Se il concetto di discriminazione, genericamente inteso, appare univoco, non
altrettanto sono i motivi ed i fini per cui viene attuato il diverso trattamento. Per
comodità espositiva possiamo suddividere la discriminazione in base alle
motivazioni. Nei rapporti umani troviamo per esempio la discriminazione razziale in
riferimento ai caratteri somatici (cioè l’emarginazione di gruppi perché diversi dal
genere dominante), di origine etnica in riferimento alla cultura del gruppo di
appartenenza (cioè l’esclusione o comunque la diversità di trattamento delle persone
a seconda della loro istruzione, della formazione intellettuale ed al patrimonio di
conoscenze ... ), politica (esclusione o comunque la diversità di trattamento delle
persone a seconda della loro convinzione ideologica), religiosa (anche in questo caso
l’esclusione o comunque la diversità di trattamento delle persone ma secondo la loro
fede), di genere (diversità di trattamento basata sul genere sessuale soprattutto
relativamente all’accesso a diritti o opportunità) e via dicendo.

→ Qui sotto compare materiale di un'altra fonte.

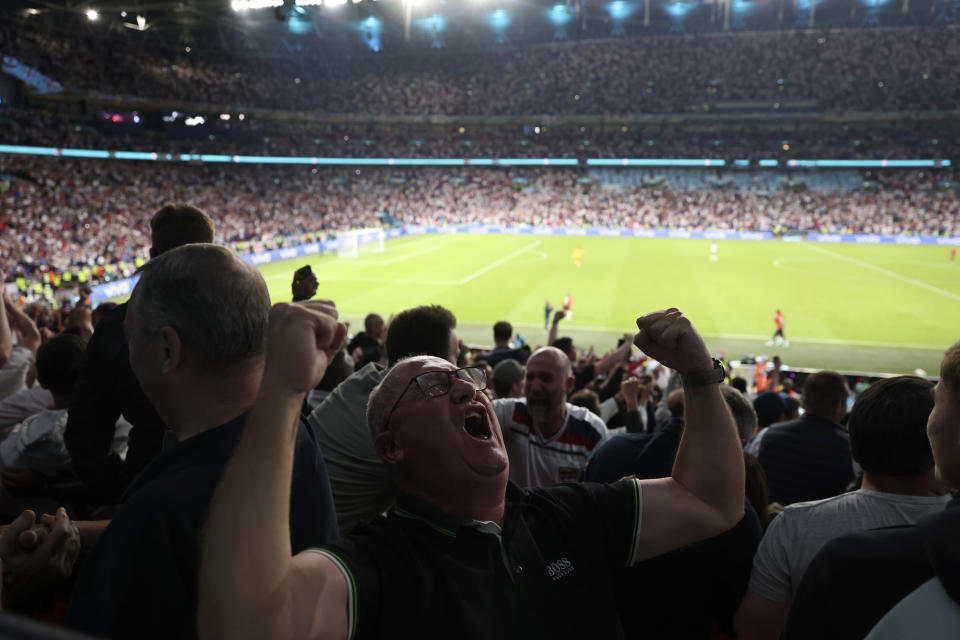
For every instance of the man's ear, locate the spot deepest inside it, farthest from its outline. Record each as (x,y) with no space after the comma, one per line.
(390,452)
(172,356)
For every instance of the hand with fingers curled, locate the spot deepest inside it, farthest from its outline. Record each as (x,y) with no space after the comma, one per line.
(37,554)
(302,339)
(669,337)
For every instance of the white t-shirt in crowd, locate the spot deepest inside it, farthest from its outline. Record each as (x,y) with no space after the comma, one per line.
(536,461)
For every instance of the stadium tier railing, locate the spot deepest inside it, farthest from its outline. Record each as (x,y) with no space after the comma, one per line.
(203,158)
(123,287)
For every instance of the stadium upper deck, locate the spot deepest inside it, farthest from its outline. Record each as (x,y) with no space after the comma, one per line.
(888,70)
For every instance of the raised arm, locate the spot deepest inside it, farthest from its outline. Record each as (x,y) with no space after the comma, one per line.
(554,327)
(704,496)
(29,334)
(250,586)
(6,336)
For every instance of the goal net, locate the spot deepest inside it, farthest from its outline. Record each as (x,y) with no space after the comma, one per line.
(349,242)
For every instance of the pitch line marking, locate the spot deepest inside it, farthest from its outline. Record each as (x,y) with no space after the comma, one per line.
(494,265)
(886,272)
(405,256)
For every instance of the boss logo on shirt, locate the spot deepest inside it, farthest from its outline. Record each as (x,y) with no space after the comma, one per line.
(568,474)
(560,568)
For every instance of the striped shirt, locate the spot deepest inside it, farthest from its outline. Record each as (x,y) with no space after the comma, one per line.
(536,461)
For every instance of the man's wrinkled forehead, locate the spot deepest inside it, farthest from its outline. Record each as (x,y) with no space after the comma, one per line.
(549,358)
(406,370)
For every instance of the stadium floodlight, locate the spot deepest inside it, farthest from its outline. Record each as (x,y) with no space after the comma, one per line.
(558,15)
(433,24)
(499,20)
(620,10)
(244,5)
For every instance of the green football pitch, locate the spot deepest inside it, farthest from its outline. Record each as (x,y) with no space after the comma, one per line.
(873,308)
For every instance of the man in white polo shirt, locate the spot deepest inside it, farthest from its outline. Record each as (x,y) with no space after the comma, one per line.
(548,439)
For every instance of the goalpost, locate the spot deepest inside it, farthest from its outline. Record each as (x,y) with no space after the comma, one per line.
(349,241)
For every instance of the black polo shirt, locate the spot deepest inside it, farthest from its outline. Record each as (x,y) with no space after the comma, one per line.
(548,573)
(141,578)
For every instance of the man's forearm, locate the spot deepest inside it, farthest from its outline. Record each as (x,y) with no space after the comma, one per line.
(244,579)
(709,462)
(30,335)
(6,336)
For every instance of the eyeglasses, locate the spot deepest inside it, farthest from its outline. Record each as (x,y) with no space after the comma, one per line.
(434,384)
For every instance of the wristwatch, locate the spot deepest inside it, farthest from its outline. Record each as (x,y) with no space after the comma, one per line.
(702,378)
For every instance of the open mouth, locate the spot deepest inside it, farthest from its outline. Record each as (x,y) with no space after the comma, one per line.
(476,425)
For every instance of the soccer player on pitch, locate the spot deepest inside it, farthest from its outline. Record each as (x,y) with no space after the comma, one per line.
(778,336)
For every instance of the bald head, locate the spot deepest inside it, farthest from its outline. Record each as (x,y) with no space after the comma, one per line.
(553,357)
(549,379)
(386,393)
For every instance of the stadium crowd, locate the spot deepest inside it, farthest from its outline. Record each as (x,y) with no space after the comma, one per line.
(263,472)
(68,214)
(253,136)
(838,70)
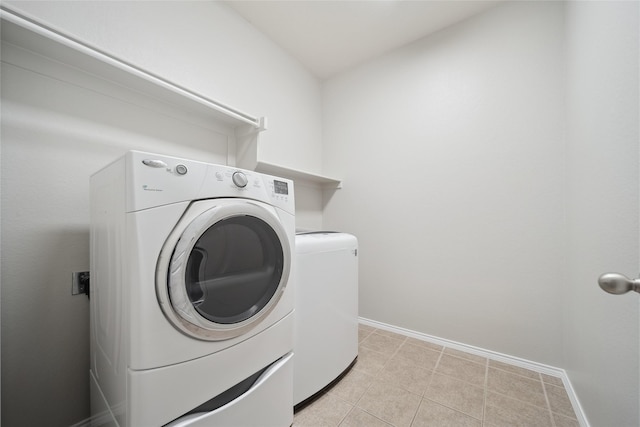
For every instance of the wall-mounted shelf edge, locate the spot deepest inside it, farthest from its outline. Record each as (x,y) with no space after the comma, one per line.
(41,39)
(27,33)
(298,175)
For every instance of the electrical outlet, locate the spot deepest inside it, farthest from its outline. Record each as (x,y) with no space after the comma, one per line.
(80,283)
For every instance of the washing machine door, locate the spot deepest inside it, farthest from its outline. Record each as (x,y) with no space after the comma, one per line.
(224,268)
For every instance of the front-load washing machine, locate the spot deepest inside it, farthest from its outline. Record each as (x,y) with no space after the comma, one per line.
(191,294)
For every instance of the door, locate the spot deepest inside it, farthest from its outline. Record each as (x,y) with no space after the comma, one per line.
(224,268)
(602,330)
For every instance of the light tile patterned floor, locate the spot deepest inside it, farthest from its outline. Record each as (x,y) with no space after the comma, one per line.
(400,381)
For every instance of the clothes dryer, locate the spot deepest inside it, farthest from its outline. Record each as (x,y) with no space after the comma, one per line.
(191,294)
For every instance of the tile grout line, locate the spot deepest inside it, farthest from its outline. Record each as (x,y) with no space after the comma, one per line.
(485,392)
(423,397)
(546,398)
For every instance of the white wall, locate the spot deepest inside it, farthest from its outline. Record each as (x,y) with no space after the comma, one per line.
(54,135)
(451,151)
(601,330)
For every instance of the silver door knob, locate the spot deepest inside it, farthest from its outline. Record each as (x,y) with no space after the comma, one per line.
(616,283)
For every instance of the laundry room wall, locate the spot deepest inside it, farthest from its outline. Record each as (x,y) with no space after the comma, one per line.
(451,151)
(55,134)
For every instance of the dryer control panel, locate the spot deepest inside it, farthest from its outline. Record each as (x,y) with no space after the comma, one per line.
(155,180)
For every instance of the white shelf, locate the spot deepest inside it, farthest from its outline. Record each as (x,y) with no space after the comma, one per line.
(100,71)
(35,37)
(298,175)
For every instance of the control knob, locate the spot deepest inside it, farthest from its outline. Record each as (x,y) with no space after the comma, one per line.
(239,179)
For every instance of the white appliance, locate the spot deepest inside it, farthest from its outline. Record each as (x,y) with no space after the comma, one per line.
(191,294)
(326,323)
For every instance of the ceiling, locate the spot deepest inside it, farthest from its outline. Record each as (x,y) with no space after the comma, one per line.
(331,36)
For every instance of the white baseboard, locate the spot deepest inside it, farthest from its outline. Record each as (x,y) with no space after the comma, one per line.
(499,357)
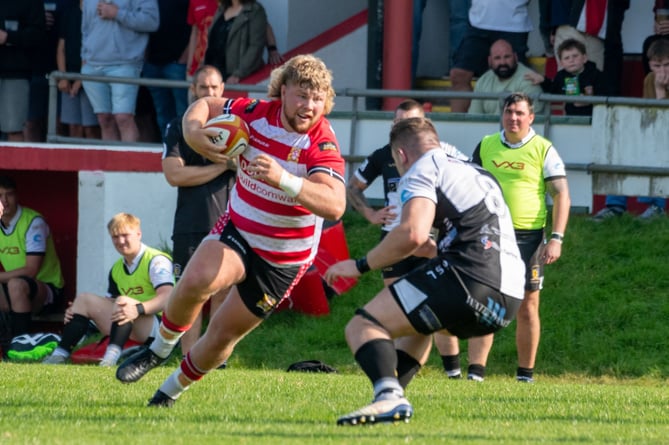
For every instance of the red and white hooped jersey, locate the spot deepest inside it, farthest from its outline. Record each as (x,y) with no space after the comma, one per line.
(277,228)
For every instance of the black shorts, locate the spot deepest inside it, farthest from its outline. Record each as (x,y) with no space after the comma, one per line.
(402,267)
(531,245)
(184,245)
(56,297)
(436,296)
(265,285)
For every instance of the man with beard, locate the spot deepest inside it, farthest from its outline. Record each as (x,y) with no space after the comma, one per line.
(506,74)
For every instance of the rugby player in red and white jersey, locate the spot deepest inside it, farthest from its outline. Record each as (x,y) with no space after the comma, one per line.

Per quanto attiene
invece i fini, sempre relativamente ai rapporti umani, nel suo connotato più negativo
rappresenta un atteggiamento ostile posto in essere per isolare, escludere o anche
incolpare e condannare una determinata persona, o categoria di persone, sulla
semplice base del fatto che possiede , o non possiede, un determinato “requisito” e
ciò è elemento caratterizzante di differenziazione dal gruppo dominante.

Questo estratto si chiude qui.